Pediatric hemophagocytic lymphohistiocytosis

Affiliations
Review

Pediatric hemophagocytic lymphohistiocytosis

Scott W Canna et al. Blood. .

Abstract

Hemophagocytic lymphohistiocytosis (HLH) is a syndrome describing patients with severe systemic hyperinflammation. Characteristic features include unremitting fever, cytopenias, hepatosplenomegaly, and elevation of typical HLH biomarkers. Patients can develop hepatitis, coagulopathy, liver failure, central nervous system involvement, multiorgan failure, and other manifestations. The syndrome has a high mortality rate.
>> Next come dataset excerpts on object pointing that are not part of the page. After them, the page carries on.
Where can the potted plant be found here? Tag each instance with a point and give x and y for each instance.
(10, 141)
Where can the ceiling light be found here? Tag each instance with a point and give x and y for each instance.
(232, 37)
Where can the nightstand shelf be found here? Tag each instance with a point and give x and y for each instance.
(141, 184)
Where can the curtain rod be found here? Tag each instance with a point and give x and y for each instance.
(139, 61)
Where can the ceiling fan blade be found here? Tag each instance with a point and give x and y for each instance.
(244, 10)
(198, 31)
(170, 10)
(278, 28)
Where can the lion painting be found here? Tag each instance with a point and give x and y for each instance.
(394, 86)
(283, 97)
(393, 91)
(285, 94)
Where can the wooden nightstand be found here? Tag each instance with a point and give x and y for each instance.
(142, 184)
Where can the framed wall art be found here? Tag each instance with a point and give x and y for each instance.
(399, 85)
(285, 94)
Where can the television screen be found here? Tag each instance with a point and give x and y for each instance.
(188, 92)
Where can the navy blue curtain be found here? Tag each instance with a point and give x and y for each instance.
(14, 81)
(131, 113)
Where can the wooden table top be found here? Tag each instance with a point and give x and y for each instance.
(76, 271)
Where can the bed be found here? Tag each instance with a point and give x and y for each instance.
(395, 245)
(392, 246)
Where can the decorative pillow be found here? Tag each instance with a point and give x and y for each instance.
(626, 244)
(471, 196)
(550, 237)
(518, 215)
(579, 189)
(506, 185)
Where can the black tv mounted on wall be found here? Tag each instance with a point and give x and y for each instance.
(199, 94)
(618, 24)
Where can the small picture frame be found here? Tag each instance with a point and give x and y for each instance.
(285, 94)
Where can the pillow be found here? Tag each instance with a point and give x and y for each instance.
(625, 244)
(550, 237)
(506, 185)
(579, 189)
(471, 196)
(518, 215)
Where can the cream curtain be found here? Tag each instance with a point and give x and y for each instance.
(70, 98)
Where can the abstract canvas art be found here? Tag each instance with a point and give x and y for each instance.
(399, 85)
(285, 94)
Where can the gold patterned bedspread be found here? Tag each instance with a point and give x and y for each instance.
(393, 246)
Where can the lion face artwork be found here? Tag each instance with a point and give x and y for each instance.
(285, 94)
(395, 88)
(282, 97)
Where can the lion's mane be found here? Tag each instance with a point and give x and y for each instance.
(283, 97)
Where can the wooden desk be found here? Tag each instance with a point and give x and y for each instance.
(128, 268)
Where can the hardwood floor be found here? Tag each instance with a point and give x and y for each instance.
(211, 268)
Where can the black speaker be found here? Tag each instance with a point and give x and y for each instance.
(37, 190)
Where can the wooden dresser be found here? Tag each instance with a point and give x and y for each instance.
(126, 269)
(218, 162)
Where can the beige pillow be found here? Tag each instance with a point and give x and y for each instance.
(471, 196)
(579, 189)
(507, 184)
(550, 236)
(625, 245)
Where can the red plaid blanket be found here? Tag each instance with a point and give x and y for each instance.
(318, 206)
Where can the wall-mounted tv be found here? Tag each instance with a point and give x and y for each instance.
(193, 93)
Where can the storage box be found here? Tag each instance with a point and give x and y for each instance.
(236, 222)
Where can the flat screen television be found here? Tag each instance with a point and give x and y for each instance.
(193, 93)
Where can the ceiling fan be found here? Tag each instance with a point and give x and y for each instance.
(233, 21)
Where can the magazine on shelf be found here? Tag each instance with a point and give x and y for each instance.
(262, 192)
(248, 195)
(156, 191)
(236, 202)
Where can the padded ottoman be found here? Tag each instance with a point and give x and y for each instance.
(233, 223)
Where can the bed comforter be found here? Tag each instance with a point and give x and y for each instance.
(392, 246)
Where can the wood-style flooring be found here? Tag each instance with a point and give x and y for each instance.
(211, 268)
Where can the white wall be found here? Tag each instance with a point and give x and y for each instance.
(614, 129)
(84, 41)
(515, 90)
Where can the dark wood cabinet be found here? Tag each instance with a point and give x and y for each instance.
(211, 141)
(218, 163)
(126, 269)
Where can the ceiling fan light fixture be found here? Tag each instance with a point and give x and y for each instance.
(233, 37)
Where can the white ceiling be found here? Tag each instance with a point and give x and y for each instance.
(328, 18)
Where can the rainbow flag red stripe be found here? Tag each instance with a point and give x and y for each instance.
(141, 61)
More and more, it is recognized that while HLH can be appropriately used as a broad summary diagnosis, many pediatric patients actually suffer from an expanding spectrum of genetic diseases that can be complicated by the syndrome of HLH. Classic genetic diseases in which HLH is a typical and common manifestation include pathogenic changes in familial HLH genes (PRF1, UNC13D, STXBP2, and STX11), several granule/pigment abnormality genes (RAB27A, LYST, and AP3B1), X-linked lymphoproliferative disease genes (SH2D1A and XIAP), and others such as NLRC4, CDC42, and the Epstein-Barr virus susceptibility diseases. There are many other genetic diseases in which HLH is an infrequent complication of the disorder as opposed to a prominent manifestation of the disease caused directly by the genetic defect, including other primary immune deficiencies and inborn errors of metabolism. HLH can also occur in patients with underlying rheumatologic or autoinflammatory disorders and is usually designated macrophage activation syndrome in those settings. Additionally, HLH can develop in patients during infections or malignancies without a known (or as-yet-identified) genetic predisposition. This article will attempt to summarize current concepts in the pediatric HLH field as well as offer a practical diagnostic and treatment overview.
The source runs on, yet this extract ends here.